THE GODFATHER PART III. 1990. 164´. Color.
Dirección : Francis Ford Coppola; Guión: Francis Ford Coppola y Mario Puzo, basado en la novela de este último; Director de fotografía : Gordon Willis; Montaje : Lisa Fruchtman, Barry Malkin, Walter Murch; Diseño de producción: Dean Tavoularis; Música: Carmine Coppola, Nino Rota. Dirección artística: Alex Tavoularis; Diseño de vestuario: Milena Canonero; Producción: Francis Ford Coppola, para Paramount Pictures (EE.UU).

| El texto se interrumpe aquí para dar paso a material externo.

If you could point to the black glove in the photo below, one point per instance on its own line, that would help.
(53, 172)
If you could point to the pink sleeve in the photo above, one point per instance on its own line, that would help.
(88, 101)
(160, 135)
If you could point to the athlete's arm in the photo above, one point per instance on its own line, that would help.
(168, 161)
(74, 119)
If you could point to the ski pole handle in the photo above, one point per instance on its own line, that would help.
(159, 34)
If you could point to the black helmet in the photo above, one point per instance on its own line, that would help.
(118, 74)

Intérpretes: Al Pacino (Michael Corleone); Andy García (Vincent Mancini); Talia Shire (Connie Corleone); Diane Keaton (Kay Adams); Sofia Coppola (Mary Corleone); Eli Wallach (Don Altobello); Joe Mantegna (Joey Zasa); George Hamilton (B.J. Harrison); Richard Bright (Al Neri); Bridget Fonda (Grace Hamilton); Raf Vallone (Cardenal Lamberto); Franc D´Ambrosio (Anthony Corleone); Donal Donnelly (Arzobispo Gilday); Helmut Berger (Frederick Keinszig); Al Martino (Johnny Fontane); Franco Citti (Calo); John Savage (Padre Hagen); Mario Donatone (Mosca); Don Novello, Vittorio Duse.
Sinopsis: A finales de los 70, Michael Corleone es un hombre prematuramente viejo que es condecorado por sus obras de caridad y quiere abandonar definitivamente el negocio del juego, y cualquier otro que le relacione con el mundo del crimen, para poder legar un apellido limpio a sus dos hijos, Anthony y Mary.

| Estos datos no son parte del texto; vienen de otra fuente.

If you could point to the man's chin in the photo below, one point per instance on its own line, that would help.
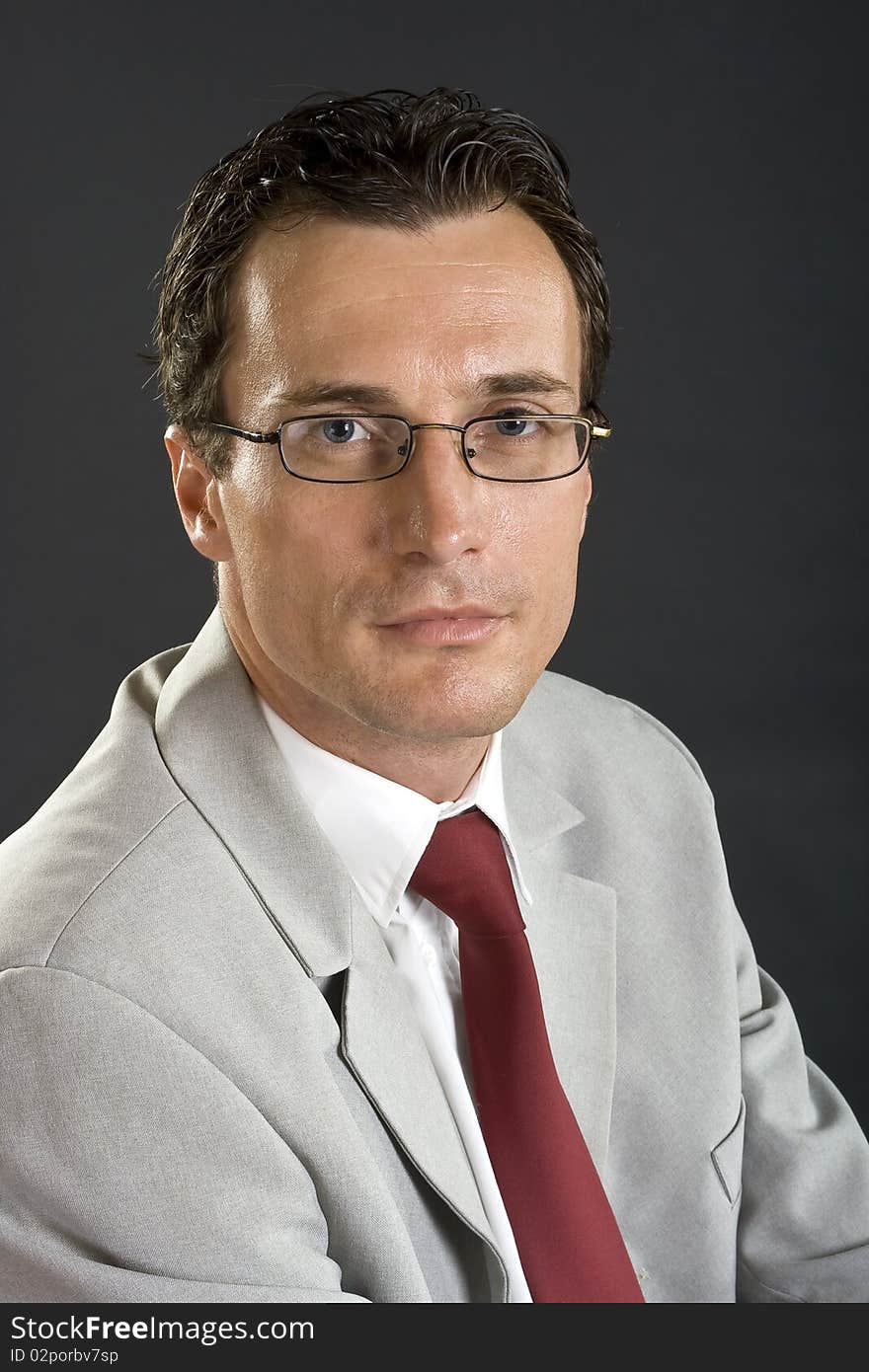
(442, 711)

Otro lugar común: la tercera parte de El Padrino es inferior a las anteriores. Pues miren, sí y no. Durante las dos primeras horas de metraje, es verdad que en ocasiones la película no alcanza la perfección técnica e interpretativa de sus dos ilustres antecesoras, a las que supera (sí, supera) en el tour de force final, en esos últimos 40 minutos de montaje paralelo marca de la casa que, además de apabullar (otra vez) por su excelencia cinematográfica, emocionan más que cualquiera de los finales de los films precedentes.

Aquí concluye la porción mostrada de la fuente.